あれから1カ月。選手たちは前を向いてひたむきにボールを追った。
15回の日本一に導いた名将 井上博明さん
井上さんは佐世保市の九州文化学園の監督として、バレー部を15回の日本一に導いた名将だ。

飛びぬけた能力のある選手がいなくても、与えられた役割を果たす責任感ある選手を育て、つなぐバレーで強豪に立ち向かった。ボールをつなぎ、仲間を思いやる井上バレーは「真実(こころ)のバレー」と呼ばれている。

九州文化監督(当時)井上博明さん:みんな根性とか言うが、そうではない。本当にいい心を持った選手たちが練習して、試合をしている、それだけ。

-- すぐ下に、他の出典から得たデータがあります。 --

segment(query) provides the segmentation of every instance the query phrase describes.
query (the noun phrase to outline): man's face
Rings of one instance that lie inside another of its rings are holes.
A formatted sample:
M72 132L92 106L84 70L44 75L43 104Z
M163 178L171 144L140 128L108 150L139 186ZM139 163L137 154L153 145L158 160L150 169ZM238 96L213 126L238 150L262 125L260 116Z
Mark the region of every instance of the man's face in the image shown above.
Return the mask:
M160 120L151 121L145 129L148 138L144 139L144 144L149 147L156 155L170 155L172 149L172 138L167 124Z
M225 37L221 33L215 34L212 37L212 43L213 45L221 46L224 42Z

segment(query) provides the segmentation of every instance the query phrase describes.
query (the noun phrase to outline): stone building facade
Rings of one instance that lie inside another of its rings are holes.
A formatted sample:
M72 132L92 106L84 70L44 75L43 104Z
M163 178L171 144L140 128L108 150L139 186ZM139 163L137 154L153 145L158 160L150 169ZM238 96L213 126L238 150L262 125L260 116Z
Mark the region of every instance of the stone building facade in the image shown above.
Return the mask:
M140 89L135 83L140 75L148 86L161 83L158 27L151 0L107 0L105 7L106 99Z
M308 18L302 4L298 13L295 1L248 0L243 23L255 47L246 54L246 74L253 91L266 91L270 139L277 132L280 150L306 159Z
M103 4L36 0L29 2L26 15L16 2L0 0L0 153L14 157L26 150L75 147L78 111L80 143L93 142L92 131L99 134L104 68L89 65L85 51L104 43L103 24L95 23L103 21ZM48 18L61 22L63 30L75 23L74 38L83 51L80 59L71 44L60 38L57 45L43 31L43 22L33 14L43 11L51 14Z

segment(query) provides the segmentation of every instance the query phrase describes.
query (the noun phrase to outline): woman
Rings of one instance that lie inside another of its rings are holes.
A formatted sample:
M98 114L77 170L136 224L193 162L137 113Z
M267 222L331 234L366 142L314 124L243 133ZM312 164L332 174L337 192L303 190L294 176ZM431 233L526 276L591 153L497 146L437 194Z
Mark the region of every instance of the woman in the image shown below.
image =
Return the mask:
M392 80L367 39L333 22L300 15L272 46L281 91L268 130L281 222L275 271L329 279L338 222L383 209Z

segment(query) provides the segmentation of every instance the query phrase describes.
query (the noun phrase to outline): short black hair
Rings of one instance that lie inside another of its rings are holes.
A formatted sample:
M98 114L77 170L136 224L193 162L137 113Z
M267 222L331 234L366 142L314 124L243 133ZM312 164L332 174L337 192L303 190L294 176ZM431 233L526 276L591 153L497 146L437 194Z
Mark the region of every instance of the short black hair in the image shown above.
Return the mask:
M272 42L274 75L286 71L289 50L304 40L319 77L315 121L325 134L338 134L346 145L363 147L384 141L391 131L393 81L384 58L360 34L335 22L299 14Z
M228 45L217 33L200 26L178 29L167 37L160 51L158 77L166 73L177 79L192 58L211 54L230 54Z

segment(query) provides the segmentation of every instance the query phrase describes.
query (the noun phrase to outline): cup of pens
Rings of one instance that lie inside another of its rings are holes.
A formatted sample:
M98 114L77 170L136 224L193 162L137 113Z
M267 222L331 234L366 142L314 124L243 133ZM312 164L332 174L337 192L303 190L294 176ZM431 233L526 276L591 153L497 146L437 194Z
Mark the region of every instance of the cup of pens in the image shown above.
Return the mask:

九文を退職した2023年からは西彼杵に赴任。就任2年目で初の春高バレー進出を果たした。しかし、病状は悪化を続け、2024年度からほとんどコートに立てない状態だった。

告別式には教え子など約400人が訪れたが、現役の選手たちはボールにメッセージだけを残し、いつもと変わらない練習を続けた。
新チームは1、2年生が主力
2025年のチームは3年生が5人と少なく、1、2年生が主力だ。

注目は中学の全国大会で準優勝した諫早中出身の1年生、ミドルブロッカーの岡紗津貴選手。優秀選手賞を受賞している。日本一のリベンジを果たそうと入学を決めた。
岡選手は「西彼杵で日本一が取りたいからみんなここに来たと思う。また、皆でバレーできることに感謝と楽しさをもってやっていきたい」と話す。
中学時代の実績がなくても、「真実(こころ)のバレー」に憧れて入部を決めた選手もいる。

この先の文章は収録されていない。